India loses most number of lives to diarrhoea in the world, yet its military spending is eight times more than on water and sanitation. According to the latest Human Development Report (HDR) released today, while the country is making considerable progress on drinking water, it is lagging on the sanitation front. Nearly two-third of India has no access to sanitation even today. Of the 1.8 million diarrhoea deaths in the world, India has 450,000.
India has moved up a notch on the UNDP’s Human Development Index — it is 126 out of 177 countries, compared to 127 a year ago. The HDI is a composite index based on income, health and education indicators.
At its present pace, India is going to miss the Millennium Development Goal on sanitation which is halving the proportion of people without sustainable access to safe drinking water and sanitation.
The report called ‘Beyond Scarcity: power, poverty and the global water crisis’ is linked to the previous year’s report which had shown that despite its economic growth, India’s child mortality continued to remain high. Water and sanitation is key to saving lives of these children, the new report states.
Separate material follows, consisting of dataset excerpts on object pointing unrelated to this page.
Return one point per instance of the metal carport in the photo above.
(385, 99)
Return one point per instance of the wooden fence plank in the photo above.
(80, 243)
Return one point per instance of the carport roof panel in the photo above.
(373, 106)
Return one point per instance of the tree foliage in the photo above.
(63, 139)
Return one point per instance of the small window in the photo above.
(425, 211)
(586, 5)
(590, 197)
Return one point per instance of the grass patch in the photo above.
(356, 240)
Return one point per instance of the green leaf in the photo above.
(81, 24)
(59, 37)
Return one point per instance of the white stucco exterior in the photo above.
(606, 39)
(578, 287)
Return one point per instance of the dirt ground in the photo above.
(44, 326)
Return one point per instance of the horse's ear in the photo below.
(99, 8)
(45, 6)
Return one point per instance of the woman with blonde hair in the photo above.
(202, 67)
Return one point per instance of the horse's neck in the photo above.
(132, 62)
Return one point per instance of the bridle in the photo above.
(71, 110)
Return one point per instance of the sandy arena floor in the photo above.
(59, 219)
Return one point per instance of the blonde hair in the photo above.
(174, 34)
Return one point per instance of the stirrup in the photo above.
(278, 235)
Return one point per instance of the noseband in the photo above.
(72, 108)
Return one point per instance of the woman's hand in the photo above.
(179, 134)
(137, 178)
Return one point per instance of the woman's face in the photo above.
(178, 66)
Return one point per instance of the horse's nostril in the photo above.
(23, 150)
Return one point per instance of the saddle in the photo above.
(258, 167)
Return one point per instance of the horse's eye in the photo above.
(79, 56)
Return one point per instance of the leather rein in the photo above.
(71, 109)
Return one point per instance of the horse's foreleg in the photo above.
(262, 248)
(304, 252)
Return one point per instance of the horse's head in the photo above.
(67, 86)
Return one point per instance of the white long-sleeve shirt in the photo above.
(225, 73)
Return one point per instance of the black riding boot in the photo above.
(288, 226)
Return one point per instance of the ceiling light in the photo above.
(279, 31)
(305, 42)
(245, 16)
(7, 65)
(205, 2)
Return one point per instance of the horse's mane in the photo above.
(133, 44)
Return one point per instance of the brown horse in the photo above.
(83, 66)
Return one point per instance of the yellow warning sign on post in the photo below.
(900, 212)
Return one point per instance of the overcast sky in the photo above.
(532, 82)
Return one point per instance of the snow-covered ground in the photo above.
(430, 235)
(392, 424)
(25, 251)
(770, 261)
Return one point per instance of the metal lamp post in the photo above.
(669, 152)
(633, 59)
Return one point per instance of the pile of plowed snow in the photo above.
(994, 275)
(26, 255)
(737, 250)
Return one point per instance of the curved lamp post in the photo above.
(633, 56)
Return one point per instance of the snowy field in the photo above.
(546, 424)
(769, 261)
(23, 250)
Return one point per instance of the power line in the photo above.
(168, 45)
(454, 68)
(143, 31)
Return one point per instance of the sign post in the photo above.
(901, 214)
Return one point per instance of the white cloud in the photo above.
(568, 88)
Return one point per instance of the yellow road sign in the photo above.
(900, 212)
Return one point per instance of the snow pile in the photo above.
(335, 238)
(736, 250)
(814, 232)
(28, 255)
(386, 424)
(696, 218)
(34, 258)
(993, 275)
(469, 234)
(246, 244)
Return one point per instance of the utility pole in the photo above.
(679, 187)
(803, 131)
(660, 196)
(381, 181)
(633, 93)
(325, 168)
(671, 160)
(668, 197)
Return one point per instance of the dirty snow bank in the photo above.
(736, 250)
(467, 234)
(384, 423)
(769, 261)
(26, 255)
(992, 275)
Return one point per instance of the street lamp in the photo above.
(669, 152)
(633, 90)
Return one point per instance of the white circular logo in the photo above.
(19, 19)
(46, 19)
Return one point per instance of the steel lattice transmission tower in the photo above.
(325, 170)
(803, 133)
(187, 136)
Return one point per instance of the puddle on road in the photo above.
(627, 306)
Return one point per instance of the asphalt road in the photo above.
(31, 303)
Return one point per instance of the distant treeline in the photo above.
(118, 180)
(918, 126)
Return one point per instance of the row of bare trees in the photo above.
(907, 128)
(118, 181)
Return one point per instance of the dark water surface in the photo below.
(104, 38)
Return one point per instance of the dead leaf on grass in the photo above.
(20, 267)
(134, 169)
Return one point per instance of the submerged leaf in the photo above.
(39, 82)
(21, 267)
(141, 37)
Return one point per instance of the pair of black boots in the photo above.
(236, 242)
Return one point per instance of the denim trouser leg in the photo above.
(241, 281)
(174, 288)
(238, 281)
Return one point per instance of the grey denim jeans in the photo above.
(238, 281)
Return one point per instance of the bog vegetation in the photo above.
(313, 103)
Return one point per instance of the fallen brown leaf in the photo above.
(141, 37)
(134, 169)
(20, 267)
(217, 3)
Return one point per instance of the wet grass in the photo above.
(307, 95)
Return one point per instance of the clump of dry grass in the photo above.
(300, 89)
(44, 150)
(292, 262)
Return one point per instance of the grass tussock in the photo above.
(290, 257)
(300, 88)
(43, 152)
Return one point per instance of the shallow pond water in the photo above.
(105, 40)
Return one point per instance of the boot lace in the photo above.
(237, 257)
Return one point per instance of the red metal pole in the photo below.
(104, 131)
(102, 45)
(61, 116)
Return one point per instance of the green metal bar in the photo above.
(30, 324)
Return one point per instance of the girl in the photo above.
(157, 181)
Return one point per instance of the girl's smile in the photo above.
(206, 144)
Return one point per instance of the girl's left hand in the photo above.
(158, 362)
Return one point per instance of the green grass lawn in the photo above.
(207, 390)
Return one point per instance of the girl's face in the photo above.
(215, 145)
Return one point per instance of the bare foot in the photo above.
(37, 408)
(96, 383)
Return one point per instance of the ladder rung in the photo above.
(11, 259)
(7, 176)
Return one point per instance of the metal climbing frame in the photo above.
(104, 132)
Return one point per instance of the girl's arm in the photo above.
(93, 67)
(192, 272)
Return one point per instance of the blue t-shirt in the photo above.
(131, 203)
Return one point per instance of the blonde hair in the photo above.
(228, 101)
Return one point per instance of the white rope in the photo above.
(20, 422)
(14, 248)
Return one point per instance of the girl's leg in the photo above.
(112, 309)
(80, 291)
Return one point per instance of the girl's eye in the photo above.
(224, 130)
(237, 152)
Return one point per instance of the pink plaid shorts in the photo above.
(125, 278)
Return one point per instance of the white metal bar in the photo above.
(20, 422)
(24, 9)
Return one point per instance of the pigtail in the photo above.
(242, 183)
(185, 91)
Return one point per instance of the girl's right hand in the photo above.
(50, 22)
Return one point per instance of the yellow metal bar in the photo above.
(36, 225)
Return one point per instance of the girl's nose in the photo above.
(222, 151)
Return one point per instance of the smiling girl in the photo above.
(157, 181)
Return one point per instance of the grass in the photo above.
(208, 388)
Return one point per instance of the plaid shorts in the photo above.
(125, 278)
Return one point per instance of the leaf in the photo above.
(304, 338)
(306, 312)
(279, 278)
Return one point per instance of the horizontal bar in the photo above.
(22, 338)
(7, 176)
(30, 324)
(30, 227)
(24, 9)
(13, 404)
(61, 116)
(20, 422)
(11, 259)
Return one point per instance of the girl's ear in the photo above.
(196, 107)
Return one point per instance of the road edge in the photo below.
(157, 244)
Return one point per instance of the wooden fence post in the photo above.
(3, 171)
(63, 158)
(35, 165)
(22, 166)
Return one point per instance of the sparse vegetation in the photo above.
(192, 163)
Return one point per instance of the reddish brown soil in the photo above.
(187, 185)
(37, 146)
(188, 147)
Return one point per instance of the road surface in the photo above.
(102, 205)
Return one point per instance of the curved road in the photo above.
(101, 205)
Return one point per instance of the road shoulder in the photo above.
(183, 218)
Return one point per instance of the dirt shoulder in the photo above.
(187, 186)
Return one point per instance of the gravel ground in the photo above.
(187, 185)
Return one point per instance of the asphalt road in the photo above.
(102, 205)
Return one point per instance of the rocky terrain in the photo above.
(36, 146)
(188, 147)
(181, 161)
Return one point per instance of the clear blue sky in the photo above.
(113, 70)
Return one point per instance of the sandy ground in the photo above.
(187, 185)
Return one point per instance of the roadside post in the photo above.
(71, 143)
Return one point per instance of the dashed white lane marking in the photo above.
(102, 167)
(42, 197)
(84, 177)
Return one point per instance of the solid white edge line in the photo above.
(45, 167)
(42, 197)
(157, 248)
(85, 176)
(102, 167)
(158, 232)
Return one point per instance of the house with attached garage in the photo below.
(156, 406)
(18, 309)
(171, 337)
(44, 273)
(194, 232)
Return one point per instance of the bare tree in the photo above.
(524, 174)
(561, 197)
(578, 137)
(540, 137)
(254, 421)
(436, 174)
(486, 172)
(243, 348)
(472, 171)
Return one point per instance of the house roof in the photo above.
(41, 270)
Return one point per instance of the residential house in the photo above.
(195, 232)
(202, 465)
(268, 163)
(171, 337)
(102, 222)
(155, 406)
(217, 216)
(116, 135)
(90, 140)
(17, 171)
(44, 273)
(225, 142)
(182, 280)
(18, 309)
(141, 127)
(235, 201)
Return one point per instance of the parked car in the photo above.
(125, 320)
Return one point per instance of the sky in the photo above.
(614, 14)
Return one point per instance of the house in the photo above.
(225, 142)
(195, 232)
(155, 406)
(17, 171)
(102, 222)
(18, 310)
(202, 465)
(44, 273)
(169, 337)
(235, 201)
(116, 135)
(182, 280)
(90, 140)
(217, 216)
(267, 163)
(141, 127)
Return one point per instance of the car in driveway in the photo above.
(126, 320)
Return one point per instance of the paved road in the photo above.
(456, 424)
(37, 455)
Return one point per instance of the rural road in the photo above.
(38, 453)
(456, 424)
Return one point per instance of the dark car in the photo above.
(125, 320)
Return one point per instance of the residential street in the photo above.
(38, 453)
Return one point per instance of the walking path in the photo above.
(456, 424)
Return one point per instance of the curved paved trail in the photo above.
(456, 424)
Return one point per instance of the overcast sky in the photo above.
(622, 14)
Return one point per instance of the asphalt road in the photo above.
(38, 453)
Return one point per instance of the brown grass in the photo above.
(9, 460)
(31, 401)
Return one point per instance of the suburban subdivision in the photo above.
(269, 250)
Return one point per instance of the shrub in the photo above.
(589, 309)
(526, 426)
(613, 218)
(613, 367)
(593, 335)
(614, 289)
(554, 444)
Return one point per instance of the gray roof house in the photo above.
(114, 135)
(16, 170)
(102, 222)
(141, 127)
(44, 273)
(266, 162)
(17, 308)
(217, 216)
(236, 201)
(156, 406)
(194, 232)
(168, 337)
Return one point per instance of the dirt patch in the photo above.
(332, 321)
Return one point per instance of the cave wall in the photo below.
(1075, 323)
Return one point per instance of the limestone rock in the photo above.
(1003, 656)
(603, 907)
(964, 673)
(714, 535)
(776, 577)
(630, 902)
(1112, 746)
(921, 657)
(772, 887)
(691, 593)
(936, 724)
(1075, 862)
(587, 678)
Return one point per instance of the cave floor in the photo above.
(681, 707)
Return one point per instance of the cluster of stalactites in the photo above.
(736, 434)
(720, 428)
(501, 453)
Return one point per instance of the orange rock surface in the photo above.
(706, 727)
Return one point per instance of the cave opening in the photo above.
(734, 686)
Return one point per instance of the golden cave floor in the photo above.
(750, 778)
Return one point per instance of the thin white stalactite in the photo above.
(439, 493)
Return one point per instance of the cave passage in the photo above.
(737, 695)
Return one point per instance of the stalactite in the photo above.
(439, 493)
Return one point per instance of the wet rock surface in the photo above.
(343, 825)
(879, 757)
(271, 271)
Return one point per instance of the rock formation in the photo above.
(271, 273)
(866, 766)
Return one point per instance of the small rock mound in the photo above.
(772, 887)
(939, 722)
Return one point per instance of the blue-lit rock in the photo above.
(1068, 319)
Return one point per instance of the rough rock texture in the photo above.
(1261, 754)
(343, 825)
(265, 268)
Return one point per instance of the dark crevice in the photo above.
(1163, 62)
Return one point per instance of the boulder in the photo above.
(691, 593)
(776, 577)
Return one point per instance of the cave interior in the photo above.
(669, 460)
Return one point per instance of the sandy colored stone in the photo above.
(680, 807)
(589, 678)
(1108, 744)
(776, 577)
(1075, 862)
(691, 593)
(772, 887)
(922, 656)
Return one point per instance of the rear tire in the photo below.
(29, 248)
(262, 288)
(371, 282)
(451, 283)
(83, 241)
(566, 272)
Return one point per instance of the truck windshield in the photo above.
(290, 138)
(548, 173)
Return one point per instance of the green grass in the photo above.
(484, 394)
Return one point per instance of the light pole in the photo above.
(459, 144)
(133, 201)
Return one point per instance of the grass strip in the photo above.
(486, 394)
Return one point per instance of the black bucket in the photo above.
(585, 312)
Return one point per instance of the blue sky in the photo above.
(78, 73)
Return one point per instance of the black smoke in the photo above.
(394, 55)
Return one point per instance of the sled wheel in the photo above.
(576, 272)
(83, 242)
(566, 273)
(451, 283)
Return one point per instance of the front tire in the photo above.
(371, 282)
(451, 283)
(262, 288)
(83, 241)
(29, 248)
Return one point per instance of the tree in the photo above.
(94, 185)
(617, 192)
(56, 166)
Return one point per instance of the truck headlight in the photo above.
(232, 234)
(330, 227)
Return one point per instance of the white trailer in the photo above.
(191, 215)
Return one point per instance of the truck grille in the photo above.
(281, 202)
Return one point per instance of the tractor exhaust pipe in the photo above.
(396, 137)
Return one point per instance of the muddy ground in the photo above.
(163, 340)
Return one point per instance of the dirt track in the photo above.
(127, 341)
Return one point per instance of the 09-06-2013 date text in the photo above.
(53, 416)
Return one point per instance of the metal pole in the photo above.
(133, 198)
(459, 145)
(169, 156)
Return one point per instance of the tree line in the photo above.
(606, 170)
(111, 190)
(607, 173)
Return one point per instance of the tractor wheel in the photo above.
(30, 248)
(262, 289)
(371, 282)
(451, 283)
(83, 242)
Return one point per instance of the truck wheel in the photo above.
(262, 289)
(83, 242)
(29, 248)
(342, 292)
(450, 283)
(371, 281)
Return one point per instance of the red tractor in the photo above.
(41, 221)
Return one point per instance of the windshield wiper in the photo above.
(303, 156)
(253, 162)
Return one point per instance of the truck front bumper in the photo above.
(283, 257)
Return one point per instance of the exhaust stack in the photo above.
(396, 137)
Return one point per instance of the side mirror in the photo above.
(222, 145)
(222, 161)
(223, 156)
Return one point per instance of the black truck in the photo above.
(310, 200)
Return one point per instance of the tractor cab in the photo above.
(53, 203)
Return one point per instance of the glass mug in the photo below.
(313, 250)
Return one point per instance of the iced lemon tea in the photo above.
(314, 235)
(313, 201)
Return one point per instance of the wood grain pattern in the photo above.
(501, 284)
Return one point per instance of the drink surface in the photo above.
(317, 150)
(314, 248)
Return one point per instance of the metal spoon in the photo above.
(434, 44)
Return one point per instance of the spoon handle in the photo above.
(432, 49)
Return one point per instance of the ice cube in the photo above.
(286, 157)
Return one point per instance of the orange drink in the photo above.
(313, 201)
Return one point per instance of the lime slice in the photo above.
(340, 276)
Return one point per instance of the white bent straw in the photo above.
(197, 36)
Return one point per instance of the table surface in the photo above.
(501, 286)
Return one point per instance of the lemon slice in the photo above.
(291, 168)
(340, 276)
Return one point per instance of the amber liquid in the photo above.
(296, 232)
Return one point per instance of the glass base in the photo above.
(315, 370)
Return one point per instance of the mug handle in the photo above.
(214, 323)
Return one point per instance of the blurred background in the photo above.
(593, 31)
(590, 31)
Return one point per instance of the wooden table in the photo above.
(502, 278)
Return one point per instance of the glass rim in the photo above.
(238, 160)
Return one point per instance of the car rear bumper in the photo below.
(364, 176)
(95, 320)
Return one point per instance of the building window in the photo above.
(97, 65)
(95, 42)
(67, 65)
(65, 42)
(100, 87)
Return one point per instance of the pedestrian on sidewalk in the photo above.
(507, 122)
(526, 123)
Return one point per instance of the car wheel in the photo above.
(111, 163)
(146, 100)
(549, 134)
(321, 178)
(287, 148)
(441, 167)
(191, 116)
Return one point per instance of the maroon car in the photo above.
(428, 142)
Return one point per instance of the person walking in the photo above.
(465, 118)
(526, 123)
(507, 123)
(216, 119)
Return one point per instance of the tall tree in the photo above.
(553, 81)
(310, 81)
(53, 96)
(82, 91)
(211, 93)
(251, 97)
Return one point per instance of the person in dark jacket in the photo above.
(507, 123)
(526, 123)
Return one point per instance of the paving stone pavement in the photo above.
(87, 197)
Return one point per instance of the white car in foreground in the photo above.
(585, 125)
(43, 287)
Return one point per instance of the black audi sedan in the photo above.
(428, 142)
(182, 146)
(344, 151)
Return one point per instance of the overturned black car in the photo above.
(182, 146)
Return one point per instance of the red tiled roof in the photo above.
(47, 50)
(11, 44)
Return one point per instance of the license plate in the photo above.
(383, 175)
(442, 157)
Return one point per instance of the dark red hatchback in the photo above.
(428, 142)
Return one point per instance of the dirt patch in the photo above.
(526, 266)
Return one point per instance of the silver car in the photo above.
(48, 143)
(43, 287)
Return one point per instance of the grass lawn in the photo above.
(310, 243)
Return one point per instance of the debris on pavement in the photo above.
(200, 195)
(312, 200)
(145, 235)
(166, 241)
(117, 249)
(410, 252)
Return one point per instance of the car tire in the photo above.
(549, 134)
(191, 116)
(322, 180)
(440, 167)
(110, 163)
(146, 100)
Not surprisingly, Bangladesh has upped India on this front too. “India may outperform Bangladesh as a high growth globalisation success story, but tables are turned when the benchmark for success shifts to sanitation: despite an average income some 60% higher, India has a lower rate of sanitation coverage,’’ says the report while pointing out that 10 years ago, the two countries faced similar problems. Since then, India has enjoyed far more rapid growth, widening the income gap between the two countries. But in rural sanitation, it has fallen behind.